What Makes a Track Hard to Separate?

Key finding The strongest predictor of vocal SDR is 'Chroma variance (harmonic complexity)' (r = 0.522). Tracks with higher harmonic-to-percussive ratio tend to separate more cleanly.

Methodology

Audio features were extracted from each MUSDB18-7s mixture using librosa.

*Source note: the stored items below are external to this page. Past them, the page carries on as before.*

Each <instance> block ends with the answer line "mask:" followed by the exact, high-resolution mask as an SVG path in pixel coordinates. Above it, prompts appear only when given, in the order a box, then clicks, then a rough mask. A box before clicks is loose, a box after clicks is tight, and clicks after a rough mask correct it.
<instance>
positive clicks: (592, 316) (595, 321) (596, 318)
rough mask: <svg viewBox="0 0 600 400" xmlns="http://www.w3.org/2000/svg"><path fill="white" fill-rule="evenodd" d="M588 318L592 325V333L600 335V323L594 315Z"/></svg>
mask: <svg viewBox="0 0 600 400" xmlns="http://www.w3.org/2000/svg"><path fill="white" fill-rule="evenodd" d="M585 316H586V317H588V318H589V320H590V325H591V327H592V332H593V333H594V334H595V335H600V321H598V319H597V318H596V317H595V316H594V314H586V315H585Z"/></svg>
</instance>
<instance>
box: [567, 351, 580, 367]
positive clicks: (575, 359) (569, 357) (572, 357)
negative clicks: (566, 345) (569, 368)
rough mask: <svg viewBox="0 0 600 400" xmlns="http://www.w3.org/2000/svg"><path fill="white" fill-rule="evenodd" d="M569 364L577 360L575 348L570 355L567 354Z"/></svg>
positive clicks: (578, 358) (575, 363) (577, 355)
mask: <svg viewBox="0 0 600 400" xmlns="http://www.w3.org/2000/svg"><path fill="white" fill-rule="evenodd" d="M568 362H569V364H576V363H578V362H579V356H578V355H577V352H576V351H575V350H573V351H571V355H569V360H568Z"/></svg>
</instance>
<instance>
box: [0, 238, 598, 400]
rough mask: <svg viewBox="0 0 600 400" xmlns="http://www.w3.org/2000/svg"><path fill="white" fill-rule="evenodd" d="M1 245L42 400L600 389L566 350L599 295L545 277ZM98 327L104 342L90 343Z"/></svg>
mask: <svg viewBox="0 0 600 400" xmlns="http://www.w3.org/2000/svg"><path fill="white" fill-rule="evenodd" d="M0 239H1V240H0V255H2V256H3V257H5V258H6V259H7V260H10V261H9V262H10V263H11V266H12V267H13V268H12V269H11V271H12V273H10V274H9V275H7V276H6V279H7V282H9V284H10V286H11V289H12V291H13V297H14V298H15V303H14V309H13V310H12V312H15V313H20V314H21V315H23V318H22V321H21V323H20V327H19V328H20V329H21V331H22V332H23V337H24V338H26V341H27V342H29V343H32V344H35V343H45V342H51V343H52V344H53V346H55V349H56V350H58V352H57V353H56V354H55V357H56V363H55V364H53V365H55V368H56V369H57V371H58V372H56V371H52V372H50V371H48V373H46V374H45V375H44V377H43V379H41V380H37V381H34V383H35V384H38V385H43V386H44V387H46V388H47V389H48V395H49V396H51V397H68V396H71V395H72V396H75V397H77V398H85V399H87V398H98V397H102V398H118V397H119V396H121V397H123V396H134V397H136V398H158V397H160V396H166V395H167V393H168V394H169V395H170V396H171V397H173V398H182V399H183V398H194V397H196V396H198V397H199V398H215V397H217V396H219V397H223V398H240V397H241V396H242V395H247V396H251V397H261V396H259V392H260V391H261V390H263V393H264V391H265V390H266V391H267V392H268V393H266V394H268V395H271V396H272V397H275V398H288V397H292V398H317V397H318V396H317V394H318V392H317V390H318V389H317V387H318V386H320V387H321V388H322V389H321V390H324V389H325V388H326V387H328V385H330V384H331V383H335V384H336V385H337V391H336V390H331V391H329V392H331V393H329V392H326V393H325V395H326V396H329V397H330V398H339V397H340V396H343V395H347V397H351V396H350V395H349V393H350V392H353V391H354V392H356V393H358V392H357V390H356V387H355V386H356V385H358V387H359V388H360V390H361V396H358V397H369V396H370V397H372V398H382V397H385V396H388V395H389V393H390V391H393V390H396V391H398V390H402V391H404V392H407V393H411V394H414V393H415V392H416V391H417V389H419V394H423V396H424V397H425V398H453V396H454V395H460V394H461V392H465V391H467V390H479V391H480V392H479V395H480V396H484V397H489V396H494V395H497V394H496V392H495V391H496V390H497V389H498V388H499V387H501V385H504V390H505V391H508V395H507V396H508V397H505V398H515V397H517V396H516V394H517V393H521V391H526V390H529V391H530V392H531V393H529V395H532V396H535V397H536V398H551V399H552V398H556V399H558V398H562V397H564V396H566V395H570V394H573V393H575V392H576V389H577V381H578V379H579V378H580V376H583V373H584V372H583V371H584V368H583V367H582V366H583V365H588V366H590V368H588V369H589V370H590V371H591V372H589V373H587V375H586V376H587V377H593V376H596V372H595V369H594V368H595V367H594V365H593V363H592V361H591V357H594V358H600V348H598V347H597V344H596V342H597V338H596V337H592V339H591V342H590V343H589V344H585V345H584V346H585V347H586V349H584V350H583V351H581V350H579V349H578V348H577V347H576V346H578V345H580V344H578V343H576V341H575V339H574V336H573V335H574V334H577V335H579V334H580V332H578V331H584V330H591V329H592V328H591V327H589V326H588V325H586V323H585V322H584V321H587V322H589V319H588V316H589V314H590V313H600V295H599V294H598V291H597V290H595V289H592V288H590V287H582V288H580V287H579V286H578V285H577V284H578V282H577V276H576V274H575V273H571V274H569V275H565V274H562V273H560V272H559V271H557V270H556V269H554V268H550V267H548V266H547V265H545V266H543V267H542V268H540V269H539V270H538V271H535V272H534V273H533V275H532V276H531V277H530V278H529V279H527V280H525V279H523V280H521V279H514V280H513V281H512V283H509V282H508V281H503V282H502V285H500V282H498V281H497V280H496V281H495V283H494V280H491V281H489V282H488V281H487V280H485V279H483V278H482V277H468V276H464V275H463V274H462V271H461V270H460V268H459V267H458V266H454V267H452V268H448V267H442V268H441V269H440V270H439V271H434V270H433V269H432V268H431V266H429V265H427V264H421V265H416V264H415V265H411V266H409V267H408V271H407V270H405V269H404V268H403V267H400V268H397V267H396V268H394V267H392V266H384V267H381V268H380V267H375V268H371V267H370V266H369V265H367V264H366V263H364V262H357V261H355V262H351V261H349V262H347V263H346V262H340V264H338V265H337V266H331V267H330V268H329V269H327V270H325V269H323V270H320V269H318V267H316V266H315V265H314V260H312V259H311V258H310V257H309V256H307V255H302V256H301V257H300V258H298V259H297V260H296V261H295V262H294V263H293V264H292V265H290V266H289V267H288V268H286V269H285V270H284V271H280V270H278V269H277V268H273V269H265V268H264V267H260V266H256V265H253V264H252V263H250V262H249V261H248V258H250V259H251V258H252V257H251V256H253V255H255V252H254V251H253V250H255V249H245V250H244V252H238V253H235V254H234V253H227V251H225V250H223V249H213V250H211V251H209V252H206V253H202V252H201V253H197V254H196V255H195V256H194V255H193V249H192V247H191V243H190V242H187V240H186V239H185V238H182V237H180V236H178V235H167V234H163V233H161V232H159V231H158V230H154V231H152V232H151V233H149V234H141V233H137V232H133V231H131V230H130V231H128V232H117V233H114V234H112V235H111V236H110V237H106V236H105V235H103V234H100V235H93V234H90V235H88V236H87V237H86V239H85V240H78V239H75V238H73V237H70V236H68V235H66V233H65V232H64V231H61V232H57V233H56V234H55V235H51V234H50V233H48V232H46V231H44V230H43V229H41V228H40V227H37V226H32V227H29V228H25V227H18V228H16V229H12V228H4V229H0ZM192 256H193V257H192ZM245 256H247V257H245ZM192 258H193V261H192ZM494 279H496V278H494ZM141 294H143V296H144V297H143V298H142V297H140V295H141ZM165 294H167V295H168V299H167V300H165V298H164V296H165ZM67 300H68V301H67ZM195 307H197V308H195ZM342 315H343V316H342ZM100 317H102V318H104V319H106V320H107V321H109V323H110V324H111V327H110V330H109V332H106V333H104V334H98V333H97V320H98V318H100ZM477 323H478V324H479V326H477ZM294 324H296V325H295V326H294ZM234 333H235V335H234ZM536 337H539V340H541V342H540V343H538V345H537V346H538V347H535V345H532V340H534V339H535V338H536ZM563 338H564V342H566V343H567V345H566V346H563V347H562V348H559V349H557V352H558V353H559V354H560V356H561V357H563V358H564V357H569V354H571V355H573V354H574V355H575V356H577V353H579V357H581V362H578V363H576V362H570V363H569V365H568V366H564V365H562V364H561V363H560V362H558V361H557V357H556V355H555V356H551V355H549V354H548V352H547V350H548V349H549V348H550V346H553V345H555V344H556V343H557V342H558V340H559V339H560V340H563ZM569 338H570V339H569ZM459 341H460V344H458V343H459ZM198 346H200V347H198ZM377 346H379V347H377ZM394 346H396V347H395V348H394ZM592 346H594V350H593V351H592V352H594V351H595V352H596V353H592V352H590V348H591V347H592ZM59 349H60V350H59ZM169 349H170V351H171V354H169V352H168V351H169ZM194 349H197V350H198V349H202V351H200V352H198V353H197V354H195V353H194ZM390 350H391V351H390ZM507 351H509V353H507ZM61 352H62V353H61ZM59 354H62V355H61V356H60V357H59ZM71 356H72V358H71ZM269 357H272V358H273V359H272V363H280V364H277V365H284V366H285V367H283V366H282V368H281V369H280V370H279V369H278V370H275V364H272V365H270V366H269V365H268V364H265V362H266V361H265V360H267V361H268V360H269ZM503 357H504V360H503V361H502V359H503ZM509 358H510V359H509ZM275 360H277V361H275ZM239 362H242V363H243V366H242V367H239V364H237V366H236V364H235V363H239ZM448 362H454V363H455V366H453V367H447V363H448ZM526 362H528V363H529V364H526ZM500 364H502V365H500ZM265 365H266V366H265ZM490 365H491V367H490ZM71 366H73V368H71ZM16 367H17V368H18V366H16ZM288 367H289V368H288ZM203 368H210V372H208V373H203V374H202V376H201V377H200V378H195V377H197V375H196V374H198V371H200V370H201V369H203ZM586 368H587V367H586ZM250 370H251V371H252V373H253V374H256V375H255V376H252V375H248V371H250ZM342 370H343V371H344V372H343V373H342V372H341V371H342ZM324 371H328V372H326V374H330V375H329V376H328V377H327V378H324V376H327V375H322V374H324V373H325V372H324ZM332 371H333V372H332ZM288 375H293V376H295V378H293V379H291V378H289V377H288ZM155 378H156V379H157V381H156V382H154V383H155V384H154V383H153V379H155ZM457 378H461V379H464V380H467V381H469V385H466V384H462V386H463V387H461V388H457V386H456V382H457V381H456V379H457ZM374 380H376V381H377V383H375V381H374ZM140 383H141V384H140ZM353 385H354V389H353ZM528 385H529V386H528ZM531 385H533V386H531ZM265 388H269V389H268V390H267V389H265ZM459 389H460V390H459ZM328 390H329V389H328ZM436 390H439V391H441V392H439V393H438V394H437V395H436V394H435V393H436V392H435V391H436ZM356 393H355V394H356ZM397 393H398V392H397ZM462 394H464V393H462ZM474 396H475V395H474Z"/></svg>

These features were then correlated with the per-track SDR values from the htdemucs_ft model comparison run (Test 2) using Pearson r.

Features computed:

RMS energy (overall loudness)
Spectral centroid (brightness)
Spectral flatness (how tonal vs noisy the signal is)
Zero crossing rate (noisiness proxy)
Harmonic and percussive energy (via HPSS decomposition)
Harmonic-to-percussive ratio
Onset density (rhythmic activity)
Chroma variance (harmonic complexity)
Vocal band energy (200Hz-3kHz)

Each feature was correlated separately with vocal, drums, bass, and other SDR. The table shows the top predictors for vocal SDR specifically.

Interpretation

A positive correlation means tracks with a higher feature value tend to produce higher SDR. A negative correlation means the feature is associated with worse separation. Values close to 0 indicate no reliable relationship in this dataset.

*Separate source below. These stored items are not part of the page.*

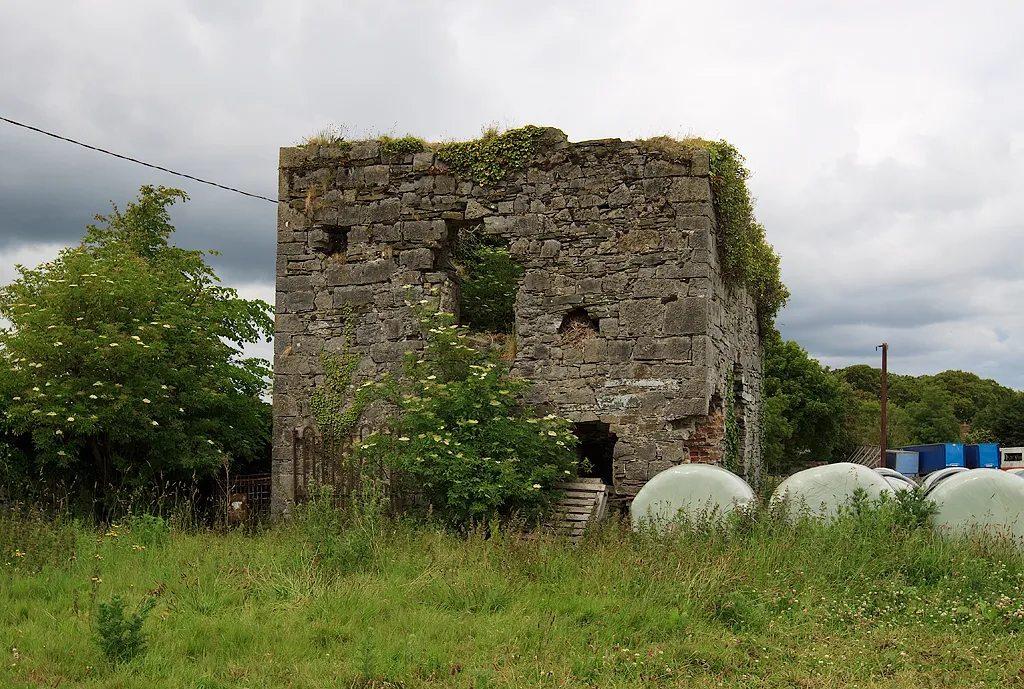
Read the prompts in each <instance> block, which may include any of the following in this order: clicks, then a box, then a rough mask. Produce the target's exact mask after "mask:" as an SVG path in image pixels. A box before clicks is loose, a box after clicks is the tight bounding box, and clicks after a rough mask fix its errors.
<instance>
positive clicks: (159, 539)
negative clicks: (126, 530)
mask: <svg viewBox="0 0 1024 689" xmlns="http://www.w3.org/2000/svg"><path fill="white" fill-rule="evenodd" d="M125 526H127V528H128V533H129V534H130V535H131V540H132V542H133V543H135V544H138V545H140V546H145V547H146V548H153V547H156V546H163V545H165V544H166V543H167V540H168V537H170V535H171V527H170V524H168V522H167V520H166V519H164V518H163V517H159V516H156V515H152V514H137V515H131V516H130V517H128V519H126V520H125Z"/></svg>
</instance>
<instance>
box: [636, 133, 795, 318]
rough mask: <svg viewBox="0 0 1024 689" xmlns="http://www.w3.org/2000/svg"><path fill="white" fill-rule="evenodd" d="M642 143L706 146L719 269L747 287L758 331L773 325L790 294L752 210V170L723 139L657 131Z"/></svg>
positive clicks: (668, 150)
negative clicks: (749, 168) (682, 136)
mask: <svg viewBox="0 0 1024 689" xmlns="http://www.w3.org/2000/svg"><path fill="white" fill-rule="evenodd" d="M641 143H642V144H643V145H644V146H645V147H647V148H648V149H651V150H657V152H659V153H663V154H665V155H668V156H670V157H680V158H685V157H687V156H688V152H690V150H692V149H693V148H703V149H705V150H707V152H708V154H709V156H710V158H711V175H710V177H711V189H712V203H713V204H714V206H715V215H716V217H717V218H718V225H719V229H720V231H721V232H722V242H721V244H720V251H721V254H722V267H723V271H724V272H725V276H726V277H727V278H728V279H730V281H732V282H733V283H735V284H738V285H741V286H742V287H744V288H746V290H748V291H749V292H750V293H751V295H752V296H753V297H754V300H755V302H756V303H757V305H758V317H759V319H760V321H761V328H762V331H763V332H768V331H769V330H772V329H774V325H773V324H774V321H775V315H776V314H777V313H778V310H779V309H780V308H782V306H784V305H785V302H786V300H787V299H788V298H790V290H788V289H786V287H785V285H783V284H782V276H781V271H780V266H779V260H780V259H779V256H778V254H776V253H775V250H774V248H772V246H771V245H770V244H768V242H767V240H766V239H765V228H764V226H762V225H761V223H759V222H758V221H757V218H756V217H755V215H754V199H753V198H752V197H751V192H750V189H749V188H748V187H746V180H748V178H750V176H751V173H750V170H748V169H746V167H745V159H744V158H743V157H742V156H741V155H740V154H739V152H738V150H736V147H735V146H733V145H732V144H731V143H729V142H728V141H725V140H719V141H709V140H707V139H701V138H687V139H684V140H677V139H673V138H671V137H668V136H656V137H654V138H651V139H647V140H645V141H642V142H641Z"/></svg>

Pearson r magnitudes above 0.3 are considered moderate; above 0.5 are substantial. With 50 tracks, even moderate correlations should be interpreted carefully.

Top Predictors of Vocal Separation Quality

Pearson r with vocal SDR. Positive r = higher feature value predicts better separation. Negative r = higher value predicts worse separation.

Audio Feature	Pearson r	n tracks
Chroma variance (harmonic complexity)	0.522	50
Spectral flatness (tonal vs noisy)	-0.265	50
Zero crossing rate (noisiness)	-0.256	50
Overall loudness (RMS energy)	-0.235	50
Vocal band energy (200-3kHz)	-0.221	50